日夏がふと前を見ると、行く先に一人の男が立っていた。
あの顔は見たことがある。たしか――
と、男がこちらに気付いて全力疾走してくるではないか。なぜか拳を振り上げながら。
「早瀬てめええええっっ!!!!」
「え?」
「ええっっ!?」
男は叫びながら思い切り早瀬に殴りかかったが、なんなく腕をつかまれ止められてしまった。
「何の用だ?誰だお前」
男は抵抗するが、早瀬は腕を離さない。
日夏は男の顔を思い出した。
「早瀬、この人、たぶん風花さんの同級生……」
よく二人で一緒に図書館に来るので覚えている。

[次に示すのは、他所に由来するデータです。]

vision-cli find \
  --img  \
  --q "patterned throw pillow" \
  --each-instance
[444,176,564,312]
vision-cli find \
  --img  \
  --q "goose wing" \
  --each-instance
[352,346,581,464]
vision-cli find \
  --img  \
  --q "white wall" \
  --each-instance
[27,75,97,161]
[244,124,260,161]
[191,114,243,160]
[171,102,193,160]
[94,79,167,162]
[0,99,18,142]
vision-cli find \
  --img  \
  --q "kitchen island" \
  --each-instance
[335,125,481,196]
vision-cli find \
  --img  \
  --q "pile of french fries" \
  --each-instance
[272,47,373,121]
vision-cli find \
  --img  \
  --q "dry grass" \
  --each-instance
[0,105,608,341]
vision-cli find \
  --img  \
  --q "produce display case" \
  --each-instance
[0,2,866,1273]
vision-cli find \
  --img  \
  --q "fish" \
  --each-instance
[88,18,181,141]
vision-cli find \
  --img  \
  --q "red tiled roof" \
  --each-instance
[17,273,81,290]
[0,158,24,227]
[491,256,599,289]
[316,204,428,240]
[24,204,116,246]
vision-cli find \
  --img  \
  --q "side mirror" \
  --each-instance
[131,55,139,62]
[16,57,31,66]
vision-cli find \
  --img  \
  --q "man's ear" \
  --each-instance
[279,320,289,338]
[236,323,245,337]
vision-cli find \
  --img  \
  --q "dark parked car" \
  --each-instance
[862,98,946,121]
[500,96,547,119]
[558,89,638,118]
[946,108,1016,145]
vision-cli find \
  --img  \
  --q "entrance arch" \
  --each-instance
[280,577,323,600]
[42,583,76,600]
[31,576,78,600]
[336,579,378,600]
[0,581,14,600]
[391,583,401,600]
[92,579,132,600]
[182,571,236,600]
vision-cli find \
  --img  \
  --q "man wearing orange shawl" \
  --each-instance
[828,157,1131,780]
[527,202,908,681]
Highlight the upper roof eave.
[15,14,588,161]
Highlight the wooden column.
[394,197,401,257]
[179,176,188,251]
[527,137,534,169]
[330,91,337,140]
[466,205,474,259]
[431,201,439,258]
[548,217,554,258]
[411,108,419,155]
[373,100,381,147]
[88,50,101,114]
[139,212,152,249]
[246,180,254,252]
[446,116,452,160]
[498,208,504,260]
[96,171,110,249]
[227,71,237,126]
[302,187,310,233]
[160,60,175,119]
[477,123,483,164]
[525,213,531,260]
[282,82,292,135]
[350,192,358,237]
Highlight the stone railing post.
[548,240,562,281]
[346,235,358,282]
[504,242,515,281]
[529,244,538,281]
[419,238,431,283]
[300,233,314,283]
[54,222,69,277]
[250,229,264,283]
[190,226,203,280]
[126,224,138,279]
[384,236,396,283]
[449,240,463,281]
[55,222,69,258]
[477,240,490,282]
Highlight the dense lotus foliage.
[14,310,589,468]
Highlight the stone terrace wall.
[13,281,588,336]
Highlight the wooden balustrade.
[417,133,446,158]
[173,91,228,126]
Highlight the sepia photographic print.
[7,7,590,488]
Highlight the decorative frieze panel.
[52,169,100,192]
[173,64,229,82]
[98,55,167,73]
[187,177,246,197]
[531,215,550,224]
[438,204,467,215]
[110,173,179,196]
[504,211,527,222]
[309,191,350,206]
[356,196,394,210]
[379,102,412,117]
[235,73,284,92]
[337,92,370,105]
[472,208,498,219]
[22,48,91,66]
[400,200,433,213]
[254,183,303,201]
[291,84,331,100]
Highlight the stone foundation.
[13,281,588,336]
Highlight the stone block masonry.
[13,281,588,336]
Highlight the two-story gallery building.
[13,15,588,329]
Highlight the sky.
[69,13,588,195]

風花は例の『会』の中心人物で目立っているし。
「風花ちゃんの?てことは学生か」
「黙れ!お前みたいなのが気安く風花の名前を呼ぶな!」
腕をつかまれたまま、男がわめく。
「お前、風花を裏切りやがって……!絶対許さないからな!」
食ってかかるような男の言葉に、早瀬は首を傾げた。
「……話が見えないんだが」
「風花の気持ちを知っていながら、他の女の家に入り浸ってるらしいじゃねえか!」
先日の日向の言葉を誤解しているようだ。
「風花ちゃんの気持ち、っていうのが、他の人と一緒にいたら裏切ったことになるものだとは俺には思えないし、それ以前に何の約束もない相手に対して、裏切るも何もない」
早瀬はきっぱりと答える。
が、それは逆効果だったようだ。
「てっめえ……!調子にのってんじゃねえぞ!」
男はさらに「女たらし」だの「詐欺師」だの、早瀬を罵り始めた。
黙って聞いていた日夏は、だんだん腹が立ってきた。
結局、この男は風花のことが好きで、早瀬が気にくわなくて――つまりただの八つ当たりではないか。
「いい加減にしなさいよ!」
日夏はつい声を荒らげる。
「好きな子が他のひとを見てるからってその相手に喧嘩売るなんて、ずいぶんひんまがった性格してるじゃないの!わざわざ相手の家まで調べて怒鳴りこんでくる勇気があるんなら、風花さんに気持ち伝えることにその勇気を使ったらいいでしょ!」
男は、見知らぬ女の突然の乱入に驚きながらも、反論する。
「う、うるさい!なんだよお前!誰だよ!そううまくいくもんならこんなことしねえよ!」
「だからって早瀬を殴って風花さんがこっち向いてくれるとでも思うの?」
「別に俺を好きになってほしいなんて思ってねえよ!ただ風花が泣かされるのが我慢できないだけだ!」
「なによ、その無償の愛と見せかけた敵前逃亡は!そうやって好きな子から逃げてたら今に別の誰かに取られちゃうから!そのときあなたには何も言う権利はないんだからね!?」
「……っ!」
男は何も言い返せず黙り込んだ。
「早瀬を殴りたいんだったらね、自分のできること全部やり尽くしてからにして!」
「……っ、うるせえ!ほっとけよ!」
自分から殴り込んできたくせに、男はそう叫んで逃げるように走り去ってしまった。